GRAPEVINE, Texas - It's been 20 years since the 9/11 terror attacks.
The city of Grapevine remembered those that lost their life, in collaboration with American Airlines.
In particular, they honored the crew members who died that day and are often referred to as the first, first responders.
CONTINUED COVERAGE: Sept. 11 Terror Attacks
Saturday was a day of remembrance.
The city of Grapevine and American Airlines flight crew members gathered 20 years, to-the-minute, since terrorists attacked the United States on 9/11.
"I’m sure today rips off the scab.

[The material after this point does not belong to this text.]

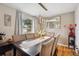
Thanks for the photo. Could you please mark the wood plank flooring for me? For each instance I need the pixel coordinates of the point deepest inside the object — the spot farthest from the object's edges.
(64, 51)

They find themselves right back in the same place where they were 20 years ago," Grapevine Fire Chief Darrell Brown said.
Two American Airlines planes and two United Airlines planes were hijacked that day.
"A day that we all know is still very difficult," American Airlines pilot Beverley Bass said.
Bass recalled being overseas in Paris at the time.
"That morning, we were preparing for our 10-hour flight back to Dallas. As I recall, it was a beautiful, cloud-free day over the north Atlantic," she said.
Instead, her crew was forced to land in Gander, Newfoundland.
"All of the U.S. airspace was closed for the first time in the history," she said.
Most people remember exactly where they were when the World Trade Centers were hit.
Steve and Mary-Ann Zrake pulled their daughters out of school.
"Saw the first plane hit the tower on the news and I was like oh my gosh," Steve recalled.
"Fear, shock, I just couldn’t believe this was happening. A bad dream," Mary-Ann said.
But 20 years later, some young adults weren’t even born.
"Many of you have only been told about the events or read about it in newspapers or books," Bass said at Saturday’s event.
There are a countless number of heroes who answered the call that Tuesday in September 2001.
"The first responders both in the air and on the ground answered that call," Bass said.
Police officers from across North Texas rode through Grapevine to do their part in making people remember the lives lost. It’s an attack that hit more than 1,500 miles from North Texas, but the effects forever changed the entire nation.
"It is a day that represents reflection, pain, scars, and more importantly, healing," Bass said.
"And we will never forget," Brown said.